There are a lot of things I don't know and or understand in life, like quantum physics, where the hell my bike keys are, and women! One thing I am sure of is that every time I shoot an orange bike (that would be twice now) there is always an issue of some sort, something or someone is always trying to piss in my post toasties with orange bikes.
Once I got the OK to shoot this bike for HOT BIKE I contacted the shop again. We had already shot it in my studio once back in December as the crew from Southern Metal Choppers (SMC) in Austin, Texas, made their way through Houston to attend the Lone Star Rally in Galveston, which of course had to be postponed due to Hurricane Ike.
And while this sexy lady took Second place in the competition, it seems she attracted a friend along the way. After the judging was over Bronson returned to find Rick Fairless of Strokers Dallas fame filming a TV interview standing in front of the orange Buell.
We always figured the bike would look the best shot outside, a fact reiterated by the boss man waiting on the images "Yeah, I want it, shot outside with riding shots too." OK, so I scheduled the shoot, traveled to the perfect spot at the crack of dawn, and what do I get, heavy clouds, for three hours! Just as I decided to recreate with technology what I was hoping Mother Nature would provide, Bronson the owner of SMC got a call from his helper that was supposed to be opening the shop and who was stranded some 50 miles away!
So we had to load up and make our way back to town, to open the shop. Of course the sun started to break through on the journey back to Austin. Realizing that the forecast for the next two days included more of the same heavy morning clouds and possibly rain, I figured we better get something on disk and hope for better weather in the afternoon. Of course our second attempt at shooting this bike was during the middle of the day; not the best time to shoot but we had to make do.
Now let me tell you about this shiny little ride, the power plant is from a Buell that belonged to Bronson's cousin Jason Willard. Bronson started SMC with Jason back in 2003. Unfortunately, Jason went down a few days after the 2004 Republic of Texas (ROT) rally and while he held on for several days he unfortunately lost his fight. Bronson decided to keep the shop open and the dream going in Jason's memory.
Along the way SMC has become known for its paint jobs, even forming an alliance with Woods Fun Center (a powersports superstore in Austin) to offer customers purchasing a new bike, the option of a custom paint job already applied to the bike the day they pick up their new ride. Bronson also began applying this painting talent to Jason's Buell, changing the appearance regularly for the weekly bike night gatherings.
In 2007 the ROT Rally folks approached SMC and asked if they wanted to compete in the 2008 Big Texas Chop-Off being held during that year's rally. Some of the past judges for the Chop-Off have included Jerry Covington, Donny Smith, Rick Fairless, Tim Edmondson, Martin Bros, Paul Yaffe, Jeff Nicholas, Nicky Bootz, Hank Young, and Jim Nasi, so not a bad place to have your work be seen! Bronson decided this would also be a great opportunity to really pay tribute to his cousin as well.

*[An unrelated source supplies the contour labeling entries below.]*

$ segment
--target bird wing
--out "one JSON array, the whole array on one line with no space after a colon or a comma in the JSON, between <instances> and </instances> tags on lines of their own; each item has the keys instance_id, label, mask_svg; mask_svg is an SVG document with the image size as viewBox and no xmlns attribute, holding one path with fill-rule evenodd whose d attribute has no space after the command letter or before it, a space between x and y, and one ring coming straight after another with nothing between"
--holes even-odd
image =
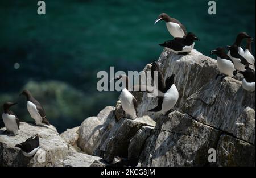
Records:
<instances>
[{"instance_id":1,"label":"bird wing","mask_svg":"<svg viewBox=\"0 0 256 178\"><path fill-rule=\"evenodd\" d=\"M166 85L164 83L164 79L163 76L163 74L160 69L160 65L158 64L157 62L154 61L152 64L152 66L151 67L151 77L154 80L154 72L158 72L158 83L155 84L156 85L156 87L158 88L158 89L161 91L163 93L164 93L164 89L166 88ZM154 82L154 81L153 81Z\"/></svg>"},{"instance_id":2,"label":"bird wing","mask_svg":"<svg viewBox=\"0 0 256 178\"><path fill-rule=\"evenodd\" d=\"M19 118L11 110L10 110L10 114L11 114L11 115L13 115L15 117L15 120L16 120L16 122L17 123L18 129L19 129Z\"/></svg>"},{"instance_id":3,"label":"bird wing","mask_svg":"<svg viewBox=\"0 0 256 178\"><path fill-rule=\"evenodd\" d=\"M153 108L150 110L148 110L148 112L158 112L162 110L162 104L163 102L163 97L156 97L158 98L158 105L155 108Z\"/></svg>"},{"instance_id":4,"label":"bird wing","mask_svg":"<svg viewBox=\"0 0 256 178\"><path fill-rule=\"evenodd\" d=\"M35 98L31 98L31 101L36 105L36 110L39 113L41 117L43 118L46 117L46 113L44 111L44 108L41 105L41 104Z\"/></svg>"}]
</instances>

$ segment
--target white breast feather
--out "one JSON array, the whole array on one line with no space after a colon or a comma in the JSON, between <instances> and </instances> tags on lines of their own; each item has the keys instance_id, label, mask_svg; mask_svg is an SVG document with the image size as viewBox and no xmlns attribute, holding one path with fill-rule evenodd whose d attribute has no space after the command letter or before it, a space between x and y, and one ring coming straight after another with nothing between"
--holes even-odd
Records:
<instances>
[{"instance_id":1,"label":"white breast feather","mask_svg":"<svg viewBox=\"0 0 256 178\"><path fill-rule=\"evenodd\" d=\"M217 57L218 68L221 73L233 77L233 72L234 70L234 64L230 60Z\"/></svg>"},{"instance_id":2,"label":"white breast feather","mask_svg":"<svg viewBox=\"0 0 256 178\"><path fill-rule=\"evenodd\" d=\"M164 100L162 105L160 113L165 114L167 111L172 109L179 99L179 92L175 85L172 86L164 93Z\"/></svg>"},{"instance_id":3,"label":"white breast feather","mask_svg":"<svg viewBox=\"0 0 256 178\"><path fill-rule=\"evenodd\" d=\"M136 110L133 102L133 95L126 88L124 88L120 94L120 101L122 107L126 114L132 119L136 117Z\"/></svg>"},{"instance_id":4,"label":"white breast feather","mask_svg":"<svg viewBox=\"0 0 256 178\"><path fill-rule=\"evenodd\" d=\"M35 120L36 124L42 123L42 118L38 112L36 105L32 102L28 101L27 102L27 107L31 117Z\"/></svg>"},{"instance_id":5,"label":"white breast feather","mask_svg":"<svg viewBox=\"0 0 256 178\"><path fill-rule=\"evenodd\" d=\"M176 23L167 22L166 27L171 35L174 37L183 37L185 34L180 26Z\"/></svg>"},{"instance_id":6,"label":"white breast feather","mask_svg":"<svg viewBox=\"0 0 256 178\"><path fill-rule=\"evenodd\" d=\"M3 113L2 117L6 130L12 132L14 135L16 135L18 127L16 122L16 117L14 115L8 114L7 113Z\"/></svg>"}]
</instances>

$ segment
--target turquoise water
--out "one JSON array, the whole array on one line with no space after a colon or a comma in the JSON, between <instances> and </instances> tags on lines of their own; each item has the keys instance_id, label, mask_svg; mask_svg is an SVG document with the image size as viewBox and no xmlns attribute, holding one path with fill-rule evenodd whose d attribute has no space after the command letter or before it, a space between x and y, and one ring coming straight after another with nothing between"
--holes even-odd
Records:
<instances>
[{"instance_id":1,"label":"turquoise water","mask_svg":"<svg viewBox=\"0 0 256 178\"><path fill-rule=\"evenodd\" d=\"M217 15L210 15L208 1L45 1L46 15L39 15L37 1L1 1L0 93L16 93L30 81L57 80L95 100L99 71L140 71L158 59L158 44L171 39L163 22L154 25L163 12L194 32L200 39L195 48L206 55L232 44L240 31L255 37L255 1L216 1ZM118 93L109 93L83 118L114 105Z\"/></svg>"}]
</instances>

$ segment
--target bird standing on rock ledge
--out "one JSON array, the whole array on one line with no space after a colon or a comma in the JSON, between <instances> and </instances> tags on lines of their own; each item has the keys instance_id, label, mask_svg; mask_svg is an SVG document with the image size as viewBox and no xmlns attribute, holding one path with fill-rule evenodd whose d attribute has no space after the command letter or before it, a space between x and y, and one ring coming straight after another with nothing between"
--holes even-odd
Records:
<instances>
[{"instance_id":1,"label":"bird standing on rock ledge","mask_svg":"<svg viewBox=\"0 0 256 178\"><path fill-rule=\"evenodd\" d=\"M19 120L18 117L10 109L11 106L17 104L16 102L13 103L6 102L3 104L3 113L2 115L3 123L6 127L6 131L10 134L9 136L14 136L18 134L18 130L19 129Z\"/></svg>"},{"instance_id":2,"label":"bird standing on rock ledge","mask_svg":"<svg viewBox=\"0 0 256 178\"><path fill-rule=\"evenodd\" d=\"M28 138L25 142L15 145L15 147L20 148L25 156L32 156L39 148L39 136L38 134L35 134Z\"/></svg>"},{"instance_id":3,"label":"bird standing on rock ledge","mask_svg":"<svg viewBox=\"0 0 256 178\"><path fill-rule=\"evenodd\" d=\"M155 20L155 24L160 20L166 22L167 30L174 38L182 38L187 35L186 28L178 20L170 17L166 13L162 13Z\"/></svg>"},{"instance_id":4,"label":"bird standing on rock ledge","mask_svg":"<svg viewBox=\"0 0 256 178\"><path fill-rule=\"evenodd\" d=\"M176 38L172 40L159 44L159 45L168 48L177 55L187 55L194 48L195 40L200 41L194 34L189 32L185 37Z\"/></svg>"},{"instance_id":5,"label":"bird standing on rock ledge","mask_svg":"<svg viewBox=\"0 0 256 178\"><path fill-rule=\"evenodd\" d=\"M167 115L171 111L179 99L179 92L174 84L174 74L168 77L164 82L163 73L160 66L156 62L153 62L151 68L151 72L158 72L158 89L164 93L163 96L157 96L158 105L148 112L159 112Z\"/></svg>"},{"instance_id":6,"label":"bird standing on rock ledge","mask_svg":"<svg viewBox=\"0 0 256 178\"><path fill-rule=\"evenodd\" d=\"M120 75L115 77L115 80L121 80L125 85L120 94L120 101L122 107L125 113L132 119L138 118L137 108L137 101L133 94L127 90L129 86L129 78L126 75Z\"/></svg>"},{"instance_id":7,"label":"bird standing on rock ledge","mask_svg":"<svg viewBox=\"0 0 256 178\"><path fill-rule=\"evenodd\" d=\"M27 107L31 117L35 120L36 125L50 123L46 117L44 110L41 104L35 99L28 90L24 90L20 95L24 95L27 97Z\"/></svg>"}]
</instances>

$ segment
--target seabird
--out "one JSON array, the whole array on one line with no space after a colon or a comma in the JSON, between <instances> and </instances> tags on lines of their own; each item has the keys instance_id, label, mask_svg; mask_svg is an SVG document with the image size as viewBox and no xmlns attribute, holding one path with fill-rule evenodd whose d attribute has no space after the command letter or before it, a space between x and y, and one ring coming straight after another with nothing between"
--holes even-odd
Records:
<instances>
[{"instance_id":1,"label":"seabird","mask_svg":"<svg viewBox=\"0 0 256 178\"><path fill-rule=\"evenodd\" d=\"M168 77L164 82L163 73L158 63L152 63L151 70L152 72L158 72L158 84L156 85L158 86L159 90L164 94L163 96L156 97L158 99L158 105L147 111L159 112L166 115L172 109L179 98L179 92L174 82L175 75L172 74Z\"/></svg>"},{"instance_id":2,"label":"seabird","mask_svg":"<svg viewBox=\"0 0 256 178\"><path fill-rule=\"evenodd\" d=\"M255 71L247 69L244 71L238 71L238 73L242 74L244 78L242 81L242 88L249 92L255 91Z\"/></svg>"},{"instance_id":3,"label":"seabird","mask_svg":"<svg viewBox=\"0 0 256 178\"><path fill-rule=\"evenodd\" d=\"M25 156L32 156L39 148L39 136L35 134L28 138L24 142L15 145L15 147L20 148Z\"/></svg>"},{"instance_id":4,"label":"seabird","mask_svg":"<svg viewBox=\"0 0 256 178\"><path fill-rule=\"evenodd\" d=\"M46 117L44 110L41 104L35 99L28 90L24 90L20 95L24 95L27 97L27 107L31 117L35 120L36 125L42 123L49 125L49 121Z\"/></svg>"},{"instance_id":5,"label":"seabird","mask_svg":"<svg viewBox=\"0 0 256 178\"><path fill-rule=\"evenodd\" d=\"M230 57L234 62L236 69L238 71L243 71L246 67L255 69L252 64L249 63L246 59L239 54L239 47L236 45L228 45L226 48L230 51Z\"/></svg>"},{"instance_id":6,"label":"seabird","mask_svg":"<svg viewBox=\"0 0 256 178\"><path fill-rule=\"evenodd\" d=\"M127 90L129 78L126 75L119 75L115 77L115 80L121 80L125 86L120 94L120 101L122 107L128 117L134 119L138 118L137 114L137 101L133 94Z\"/></svg>"},{"instance_id":7,"label":"seabird","mask_svg":"<svg viewBox=\"0 0 256 178\"><path fill-rule=\"evenodd\" d=\"M226 76L233 77L233 72L234 71L234 63L226 54L225 48L218 47L214 50L212 50L210 53L212 55L217 55L217 61L220 74L217 75L216 79L221 74L224 74L221 80Z\"/></svg>"},{"instance_id":8,"label":"seabird","mask_svg":"<svg viewBox=\"0 0 256 178\"><path fill-rule=\"evenodd\" d=\"M176 38L159 45L170 48L176 54L187 55L194 48L194 40L199 41L199 39L194 34L189 32L185 37Z\"/></svg>"},{"instance_id":9,"label":"seabird","mask_svg":"<svg viewBox=\"0 0 256 178\"><path fill-rule=\"evenodd\" d=\"M255 58L252 55L251 52L251 43L253 39L248 38L246 40L246 49L245 50L245 58L250 64L254 65L255 68Z\"/></svg>"},{"instance_id":10,"label":"seabird","mask_svg":"<svg viewBox=\"0 0 256 178\"><path fill-rule=\"evenodd\" d=\"M6 127L6 131L10 135L17 135L18 130L19 129L19 120L18 117L10 109L11 106L17 104L16 102L13 103L6 102L3 104L3 113L2 115L3 123Z\"/></svg>"},{"instance_id":11,"label":"seabird","mask_svg":"<svg viewBox=\"0 0 256 178\"><path fill-rule=\"evenodd\" d=\"M187 35L185 27L177 19L169 16L166 13L162 13L155 22L155 24L160 20L166 22L166 27L174 38L182 38Z\"/></svg>"},{"instance_id":12,"label":"seabird","mask_svg":"<svg viewBox=\"0 0 256 178\"><path fill-rule=\"evenodd\" d=\"M251 37L249 36L246 32L241 32L237 35L236 41L233 43L233 45L236 45L238 47L238 53L243 57L245 57L245 51L243 48L241 47L241 45L242 40L245 38L251 38ZM232 58L230 56L230 51L228 51L228 56Z\"/></svg>"}]
</instances>

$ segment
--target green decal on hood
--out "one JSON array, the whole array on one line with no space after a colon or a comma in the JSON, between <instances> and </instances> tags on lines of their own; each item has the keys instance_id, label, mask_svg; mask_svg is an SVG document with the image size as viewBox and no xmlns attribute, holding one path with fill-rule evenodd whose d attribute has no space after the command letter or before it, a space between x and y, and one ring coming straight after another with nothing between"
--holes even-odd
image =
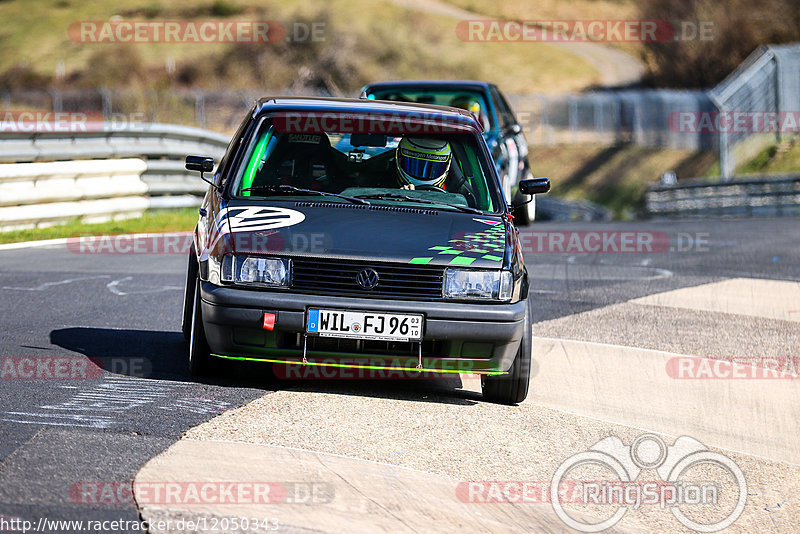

Bronson took everything from the Buell except the motor and hung it from the ceiling. A DHC frame was chosen to cradle the Buell powerplant and then the frame and engine sat and sat and sat while Bronson decided on what he wanted the build to look like.
Eventually, the fog began to lift and the bike started taking shape. A Mean Street frontend was hung from the 47-degree neck, and a set of Renegade Cheyenne Wheels; 21 front, 18x5.5 rear were bolted on front and back. Then the SMC crew began skinning the bike with some modified B'Cool fenders, and then fabricated a custom stretched tear drop gas tank and boxed-in the oil tank. Of course they completed it with plenty of time to spare (at least an hour or two) before it had to be set up inside the Heritage Center for 2008 ROT Rally.